Bundesverfassungsgericht: Betreute müssen für Zwangsbehandlung nicht immer in Klinik
Betreute Menschen müssen nicht in jedem Fall stationär ins Krankenhaus, wenn sie zwangsweise medizinisch behandelt werden müssen. Die entsprechende gesetzliche Regelung ist zum Teil mit dem Grundgesetz nicht vereinbar, wie das Bundesverfassungsgericht in Karlsruhe am Dienstag entschied. Ausnahmen sind demnach in bestimmten Fällen möglich. (Az. 1 BvL 1/24)
Rechtlich betreut werden Menschen, die wegen Krankheit oder Behinderung nicht alles selbst entscheiden können. Das können zum Beispiel Menschen mit einer schweren psychischen Krankheit sein, mit einer geistigen Behinderung oder mit Demenz. Wenn sie dringend medizinisch behandelt werden müssen, aber nicht einwilligen, können sie zwangsweise behandelt werden.
Dafür gelten hohe Hürden. Zwangsbehandelt werden dürfen Menschen nur dann, wenn die Behandlung unbedingt notwendig ist, weil sonst ein ernster gesundheitlicher Schaden droht, und wenn der Nutzen das Risiko überwiegt. Außerdem muss zuvor versucht werden, die Betroffenen zu überzeugen. Nur wenn sie die Notwendigkeit nicht erkennen oder nicht danach handeln können, darf zwangsweise behandelt werden.
Bislang war vorgeschrieben, dass eine solche Behandlung ausnahmslos in einem Krankenhaus stattfinden muss. Nur um diese Frage ging es in Karlsruhe. Der Betreuer einer Frau mit paranoider Schizophrenie hatte sich an den Bundesgerichtshof (BGH) gewandt. Die Frau musste mehrmals zwangsbehandelt werden.

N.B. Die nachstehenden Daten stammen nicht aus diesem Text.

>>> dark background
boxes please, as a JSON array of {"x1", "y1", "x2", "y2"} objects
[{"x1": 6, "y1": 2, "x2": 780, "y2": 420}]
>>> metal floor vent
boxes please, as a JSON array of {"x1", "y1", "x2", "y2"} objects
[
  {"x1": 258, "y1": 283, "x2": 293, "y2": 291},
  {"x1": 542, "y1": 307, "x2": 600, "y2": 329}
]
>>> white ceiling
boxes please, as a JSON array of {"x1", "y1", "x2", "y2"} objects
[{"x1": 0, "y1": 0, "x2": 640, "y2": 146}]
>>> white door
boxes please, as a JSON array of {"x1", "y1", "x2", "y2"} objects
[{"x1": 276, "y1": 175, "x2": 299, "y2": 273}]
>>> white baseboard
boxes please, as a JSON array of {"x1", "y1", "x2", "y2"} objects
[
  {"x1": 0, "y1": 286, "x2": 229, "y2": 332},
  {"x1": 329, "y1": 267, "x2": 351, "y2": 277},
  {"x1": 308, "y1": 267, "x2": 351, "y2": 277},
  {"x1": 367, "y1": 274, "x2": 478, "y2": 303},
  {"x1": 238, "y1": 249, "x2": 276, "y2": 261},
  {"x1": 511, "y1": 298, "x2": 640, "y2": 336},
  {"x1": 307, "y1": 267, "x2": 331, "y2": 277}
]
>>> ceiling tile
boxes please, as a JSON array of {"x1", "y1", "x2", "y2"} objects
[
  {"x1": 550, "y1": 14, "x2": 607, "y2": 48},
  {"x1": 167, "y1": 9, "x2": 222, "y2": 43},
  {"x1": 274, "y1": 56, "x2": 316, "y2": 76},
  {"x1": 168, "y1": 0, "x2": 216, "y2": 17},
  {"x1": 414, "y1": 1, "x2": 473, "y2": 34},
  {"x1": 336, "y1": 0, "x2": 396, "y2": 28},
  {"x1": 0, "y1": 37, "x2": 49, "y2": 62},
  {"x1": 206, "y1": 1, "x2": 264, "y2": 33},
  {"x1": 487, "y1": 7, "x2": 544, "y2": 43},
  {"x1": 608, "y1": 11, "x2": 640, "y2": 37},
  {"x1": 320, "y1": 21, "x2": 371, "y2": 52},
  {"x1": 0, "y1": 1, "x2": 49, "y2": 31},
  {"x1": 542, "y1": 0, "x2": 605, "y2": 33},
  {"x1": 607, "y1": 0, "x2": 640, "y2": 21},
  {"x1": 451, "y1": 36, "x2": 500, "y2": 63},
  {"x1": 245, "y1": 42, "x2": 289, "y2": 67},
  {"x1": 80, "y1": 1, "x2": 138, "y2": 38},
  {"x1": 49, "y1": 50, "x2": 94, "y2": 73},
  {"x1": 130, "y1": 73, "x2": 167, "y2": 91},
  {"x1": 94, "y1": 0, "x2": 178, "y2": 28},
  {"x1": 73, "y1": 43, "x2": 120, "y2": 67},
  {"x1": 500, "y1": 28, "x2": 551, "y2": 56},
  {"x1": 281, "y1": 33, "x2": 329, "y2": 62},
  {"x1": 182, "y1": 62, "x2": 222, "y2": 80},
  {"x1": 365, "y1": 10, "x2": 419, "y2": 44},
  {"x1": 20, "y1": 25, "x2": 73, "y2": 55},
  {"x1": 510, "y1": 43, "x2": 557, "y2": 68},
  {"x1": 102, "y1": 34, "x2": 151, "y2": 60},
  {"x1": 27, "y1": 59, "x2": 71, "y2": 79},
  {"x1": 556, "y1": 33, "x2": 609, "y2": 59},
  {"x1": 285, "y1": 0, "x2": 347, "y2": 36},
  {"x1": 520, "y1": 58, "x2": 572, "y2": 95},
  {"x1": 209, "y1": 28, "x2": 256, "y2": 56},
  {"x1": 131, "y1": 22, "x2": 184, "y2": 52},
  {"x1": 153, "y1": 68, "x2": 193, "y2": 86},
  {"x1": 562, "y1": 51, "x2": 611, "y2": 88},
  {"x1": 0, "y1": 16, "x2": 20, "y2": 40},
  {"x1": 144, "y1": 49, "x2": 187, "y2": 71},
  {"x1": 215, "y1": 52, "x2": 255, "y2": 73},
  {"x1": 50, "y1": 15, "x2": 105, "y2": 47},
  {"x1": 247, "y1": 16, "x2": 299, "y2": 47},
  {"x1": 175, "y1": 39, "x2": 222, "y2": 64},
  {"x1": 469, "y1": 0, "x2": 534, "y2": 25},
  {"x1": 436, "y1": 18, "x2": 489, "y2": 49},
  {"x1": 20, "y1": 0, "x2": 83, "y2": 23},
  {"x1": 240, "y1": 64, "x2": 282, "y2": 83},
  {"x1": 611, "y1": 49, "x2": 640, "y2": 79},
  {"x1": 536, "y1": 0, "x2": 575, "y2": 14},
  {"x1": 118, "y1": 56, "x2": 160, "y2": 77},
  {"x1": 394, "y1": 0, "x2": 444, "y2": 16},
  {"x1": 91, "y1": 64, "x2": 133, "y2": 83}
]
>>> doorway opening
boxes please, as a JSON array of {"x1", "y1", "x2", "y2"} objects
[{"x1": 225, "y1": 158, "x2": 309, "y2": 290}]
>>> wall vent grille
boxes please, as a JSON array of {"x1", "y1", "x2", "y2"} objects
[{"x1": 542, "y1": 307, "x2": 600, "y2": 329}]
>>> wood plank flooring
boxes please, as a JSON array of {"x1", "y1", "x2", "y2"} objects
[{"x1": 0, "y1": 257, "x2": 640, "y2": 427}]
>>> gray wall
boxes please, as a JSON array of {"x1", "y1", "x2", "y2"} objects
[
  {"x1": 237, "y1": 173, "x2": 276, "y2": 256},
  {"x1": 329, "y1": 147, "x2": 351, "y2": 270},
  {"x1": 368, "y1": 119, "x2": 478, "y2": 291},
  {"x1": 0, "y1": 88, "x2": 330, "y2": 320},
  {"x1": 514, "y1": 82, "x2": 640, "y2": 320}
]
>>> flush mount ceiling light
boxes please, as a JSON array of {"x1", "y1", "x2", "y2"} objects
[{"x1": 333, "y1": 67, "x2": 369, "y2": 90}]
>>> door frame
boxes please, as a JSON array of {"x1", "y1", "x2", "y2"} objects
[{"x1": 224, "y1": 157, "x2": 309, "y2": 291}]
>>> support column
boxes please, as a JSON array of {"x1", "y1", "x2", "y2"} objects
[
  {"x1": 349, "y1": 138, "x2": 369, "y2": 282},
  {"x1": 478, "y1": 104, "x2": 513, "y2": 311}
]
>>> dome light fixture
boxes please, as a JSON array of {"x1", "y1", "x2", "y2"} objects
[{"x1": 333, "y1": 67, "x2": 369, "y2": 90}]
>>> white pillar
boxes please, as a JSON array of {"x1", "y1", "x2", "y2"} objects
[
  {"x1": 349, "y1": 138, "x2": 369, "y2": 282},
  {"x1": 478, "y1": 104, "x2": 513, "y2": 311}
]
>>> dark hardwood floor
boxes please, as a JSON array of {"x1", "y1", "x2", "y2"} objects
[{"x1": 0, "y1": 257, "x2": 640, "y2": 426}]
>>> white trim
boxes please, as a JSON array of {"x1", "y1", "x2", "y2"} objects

Der Betreuer wollte, dass ihr die Medikamente gegen die Psychosen - die sie nicht nehmen wollte - in ihrer Wohneinrichtung verabreicht werden dürfen. Die Frau werde in der Klinik retraumatisiert, gab er an. Sie habe teils fixiert werden müssen und einen Spuckschutz bekommen, um zur zwangsweisen Behandlung gebracht zu werden.
Der BGH legte die Frage dem Verfassungsgericht vor. Dieses entschied nun, dass die Regelung bis Ende 2026 geändert werden muss, bis dahin gilt das bisherige Recht. Das Verfassungsgericht definierte die Voraussetzungen für eine ausnahmsweise Behandlung in der Wohneinrichtung. Erstens müsse den Betroffenen in der Klinik eine große Beeinträchtigung ihrer körperlichen Unversehrtheit drohen und dieses Risiko müsse in der Einrichtung deutlich niedriger sein.
Als Beispiel für ein solches Risiko führte das Gericht an, dass Demenzkranke durch einen Ortswechsel extrem verwirrt werden könnten. Im Krankenhaus drohe unter Umständen auch die Ansteckung mit einer Infektionskrankheit. Müssten Betroffene mit körperlichem Zwang dorthin gebracht werden, könnten sie dabei außerdem verletzt werden.
Zweite Voraussetzung für eine mögliche Ausnahme ist, dass die Wohneinrichtung eine gute medizinische Versorgung bietet. Der Krankenhausstandard müsse nahezu erreicht werden, erklärte das Gericht.
Die Frage des BGH bezog sich zwar auf eine frühere Regelung. Die seit 2023 geltende Neuregelung ist aber gleich, über beide entschied das Verfassungsgericht nun. Es betonte, dass ärztliche Zwangsmaßnahmen an strenge Voraussetzungen gebunden und "nur als letztes Mittel zulässig" sind.
Der Bundesverband Psychiatrie-Erfahrener kritisierte das Urteil scharf. Damit sei auch außerhalb von Kliniken eine zwangsweise Verabreichung von Medikamenten oder eine Fixierung, zum Beispiel zu Hause, gestattet. "Die Schutzpflicht des Staats gegenüber den Bürgern wird mit diesem Urteil auf perfide Weise ins Gegenteil verkehrt", erklärte Vorstandsmitglied René Talbot.